Segundo França, existe uma mentalidade de que o assédio moral só existe quando é praticado por uma pessoa de patente mais alta, mas, na verdade, pode ser protagonizado por funcionários de cargos semelhantes, que muitas vezes, podem não se dar conta de que estão cometendo assédio, prejudicando o colega e o desempenho da empresa como um todo.
Consequências do assédio
A vítima de assédio tende a se tornar introspectiva, triste e desmotivada, e isso tem reflexos diretos no seu desemprenho e na obtenção de bons resultados. “Se a vítima é uma pessoa que já sofre com complexos, sejam eles relacionados à orientação sexual ou às condições físicas, ela pode desenvolver depressão”, ressalta França.

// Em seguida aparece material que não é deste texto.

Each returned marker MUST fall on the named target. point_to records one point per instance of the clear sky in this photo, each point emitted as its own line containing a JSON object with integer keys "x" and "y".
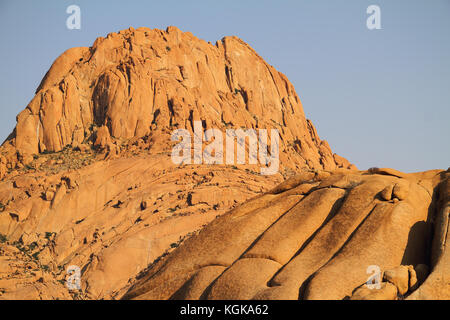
{"x": 381, "y": 98}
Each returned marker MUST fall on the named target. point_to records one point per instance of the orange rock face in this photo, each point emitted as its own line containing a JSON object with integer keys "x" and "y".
{"x": 146, "y": 83}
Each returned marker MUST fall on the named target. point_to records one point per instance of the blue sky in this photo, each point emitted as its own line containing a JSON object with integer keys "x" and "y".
{"x": 379, "y": 97}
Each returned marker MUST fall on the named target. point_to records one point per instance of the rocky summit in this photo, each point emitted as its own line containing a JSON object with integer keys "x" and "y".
{"x": 92, "y": 205}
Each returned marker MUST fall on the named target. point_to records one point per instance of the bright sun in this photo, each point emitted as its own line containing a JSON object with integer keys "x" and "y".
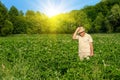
{"x": 53, "y": 8}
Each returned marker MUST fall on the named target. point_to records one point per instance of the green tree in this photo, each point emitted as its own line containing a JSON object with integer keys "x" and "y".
{"x": 98, "y": 23}
{"x": 7, "y": 29}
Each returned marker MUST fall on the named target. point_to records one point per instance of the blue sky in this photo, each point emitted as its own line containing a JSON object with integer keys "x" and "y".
{"x": 47, "y": 6}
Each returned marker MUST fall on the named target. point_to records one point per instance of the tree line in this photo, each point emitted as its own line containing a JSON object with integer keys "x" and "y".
{"x": 103, "y": 17}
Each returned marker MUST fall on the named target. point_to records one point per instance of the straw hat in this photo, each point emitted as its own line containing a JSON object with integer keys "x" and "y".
{"x": 81, "y": 29}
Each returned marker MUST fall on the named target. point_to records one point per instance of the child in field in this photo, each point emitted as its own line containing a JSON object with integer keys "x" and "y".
{"x": 85, "y": 43}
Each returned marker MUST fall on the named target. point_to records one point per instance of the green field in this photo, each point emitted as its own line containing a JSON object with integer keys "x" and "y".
{"x": 55, "y": 57}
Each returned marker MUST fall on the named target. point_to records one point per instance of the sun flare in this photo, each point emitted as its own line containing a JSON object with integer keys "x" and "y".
{"x": 52, "y": 12}
{"x": 53, "y": 8}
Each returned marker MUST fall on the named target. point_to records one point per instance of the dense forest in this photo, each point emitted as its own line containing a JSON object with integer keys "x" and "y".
{"x": 103, "y": 17}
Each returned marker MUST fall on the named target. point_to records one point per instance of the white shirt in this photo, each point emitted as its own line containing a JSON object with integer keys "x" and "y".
{"x": 84, "y": 41}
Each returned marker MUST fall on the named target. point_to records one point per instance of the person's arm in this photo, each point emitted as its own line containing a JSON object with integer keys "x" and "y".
{"x": 75, "y": 33}
{"x": 91, "y": 49}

Por isso, os profissionais que são alvo de assédio são aconselhados a conversar com o agressor e expor seus sentimentos, buscar o equilíbrio e o entendimento, antes que a situação se agrave. Se essa atitude não resolver o problema, a vítima deve buscar seu superior imediato para que ele adote um posicionamento. Mas se o abuso partir do superior imediato, a saída é buscar o auxílio do departamento de recursos humanos.
Agora se nenhuma dessas medias solucionar o problema, é importante buscar representação no sindicato, ou até mesmo no Ministério do Trabalho. Caso o comportamento abusivo do agressor seja comprovado, ele pode ser demitido e se tornar alvo de um processo disciplinar, incluindo aqueles por danos morais ou até materiais.
Mas é preciso ter cuidado. Antes de adotar qualquer medida legal, o funcionário deve ter certeza de que é vítima de assédio, ou seja, alvo de um comportamento agressivo, grave, reiterado e que têm comprometido seu bem-estar, explica o advogado Danilo Pieri Pereira, do escritório Baraldi-Mélega Advogados.
“Além disso, ele deve ter em mente que, embora as autoridades determinem que a empresa repare financeiramente os danos morais causados pelo assédio, entrar com uma ação trabalhista contra o empregador não corrige o problema”. Em outras palavras, a proteção jurisdicional tem caráter reparatório e não inibitório; o diálogo é, sem dúvida, o melhor método a ser empregado.
Trabalhar a auto-estima para descobrir capacidades, identificar qualidades e trabalhar o auto-conhecimento também é indicado à vítima de assédio. Mas se nada disso resolver, talvez a solução seja buscar um psicólogo e até mudar de empresa.